Friday, August 7, 2009

Backyard Butterlies and Wine Country

These two beauties are Eastern Tiger Swallowtails. The yellow one is male and the black one is female and they spent the whole day in our backyard at our aptly named butterfly bushes. They're the state butterfly of South Carolina, Georgia, Virginia, Alabama and Delaware. We have a few pairs of cardinals, the state bird of Illinois, Indiana, Kentucky, North Carolina, Ohio, Virginia and West Virginia, that visit the feeder right outside of our sunroom window. They always remind me of Ohio, and they're not afraid to hang out at the feeder when the squirrels are around. They do, however, fly off when the woodpeckers arrive.

This is a glass of Barefoot Bubbly from California. At about $10 per bottle, it's weekday worthy. We bought a few more bottles today because drinking sparkling wine feels fancy. It comes in brut, which is the driest, extra dry, and a version made from Pinot Grigio grapes. We like all three.

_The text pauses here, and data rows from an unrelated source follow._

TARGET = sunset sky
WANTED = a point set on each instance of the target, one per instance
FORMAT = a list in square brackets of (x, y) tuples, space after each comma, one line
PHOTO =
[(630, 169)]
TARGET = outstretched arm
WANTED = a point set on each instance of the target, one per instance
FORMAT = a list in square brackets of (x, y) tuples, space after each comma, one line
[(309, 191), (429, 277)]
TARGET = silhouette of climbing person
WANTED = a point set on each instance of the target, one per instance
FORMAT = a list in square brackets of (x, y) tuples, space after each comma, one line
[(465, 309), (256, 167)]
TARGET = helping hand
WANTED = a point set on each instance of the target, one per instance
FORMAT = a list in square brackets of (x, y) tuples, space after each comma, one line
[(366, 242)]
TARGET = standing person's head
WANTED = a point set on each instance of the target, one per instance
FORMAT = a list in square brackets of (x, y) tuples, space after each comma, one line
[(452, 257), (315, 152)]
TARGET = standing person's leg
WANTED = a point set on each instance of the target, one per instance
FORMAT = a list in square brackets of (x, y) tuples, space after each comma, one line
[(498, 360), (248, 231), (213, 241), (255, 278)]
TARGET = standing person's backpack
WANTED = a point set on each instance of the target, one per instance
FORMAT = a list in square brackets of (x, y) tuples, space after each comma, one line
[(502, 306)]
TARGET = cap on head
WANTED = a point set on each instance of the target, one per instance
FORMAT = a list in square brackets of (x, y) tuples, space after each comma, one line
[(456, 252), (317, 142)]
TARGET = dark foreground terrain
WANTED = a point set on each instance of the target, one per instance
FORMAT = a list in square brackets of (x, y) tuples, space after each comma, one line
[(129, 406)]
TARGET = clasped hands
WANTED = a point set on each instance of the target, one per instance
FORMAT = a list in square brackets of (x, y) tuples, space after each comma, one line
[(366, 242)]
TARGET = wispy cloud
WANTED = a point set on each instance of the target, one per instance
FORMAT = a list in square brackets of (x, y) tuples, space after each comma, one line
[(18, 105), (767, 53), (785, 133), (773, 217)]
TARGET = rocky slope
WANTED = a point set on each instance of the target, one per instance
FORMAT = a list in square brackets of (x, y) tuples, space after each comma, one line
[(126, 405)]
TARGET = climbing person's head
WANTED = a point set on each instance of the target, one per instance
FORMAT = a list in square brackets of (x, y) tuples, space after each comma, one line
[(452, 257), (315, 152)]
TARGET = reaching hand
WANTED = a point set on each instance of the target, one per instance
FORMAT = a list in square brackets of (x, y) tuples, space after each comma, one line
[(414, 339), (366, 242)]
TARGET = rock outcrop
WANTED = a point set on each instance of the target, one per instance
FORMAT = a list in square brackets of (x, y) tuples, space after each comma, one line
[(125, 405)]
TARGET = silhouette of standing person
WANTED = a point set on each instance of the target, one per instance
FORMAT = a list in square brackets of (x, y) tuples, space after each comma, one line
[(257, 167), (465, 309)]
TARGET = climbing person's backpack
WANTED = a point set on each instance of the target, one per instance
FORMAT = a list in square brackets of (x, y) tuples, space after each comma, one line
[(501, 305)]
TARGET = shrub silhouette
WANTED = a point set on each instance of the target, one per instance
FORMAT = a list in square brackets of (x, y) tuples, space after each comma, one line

When we have cucumbers fresh from the garden, I love them sliced on open-faced sandwiches with a shmear of mayo, s&p, and some slivered basil. Tastes like summer. Their crunchy juiciness are so refreshing.

We marinated the chicken breast for the Caesar salads for two days in brown mustard, garlic, Worcestershire, and thyme, then grilled them. Two of the three were sliced for the salad (after a couple of minutes of resting time), and the largest one was reserved for another meal, which was tonight's Fettuccine al Limone. I forgot to take a photo, but it was downright delicious. The cooked chicken breast was sliced, then warmed in the sauce, which was made of butter, lemon zest and lemon juice, and half-n-half.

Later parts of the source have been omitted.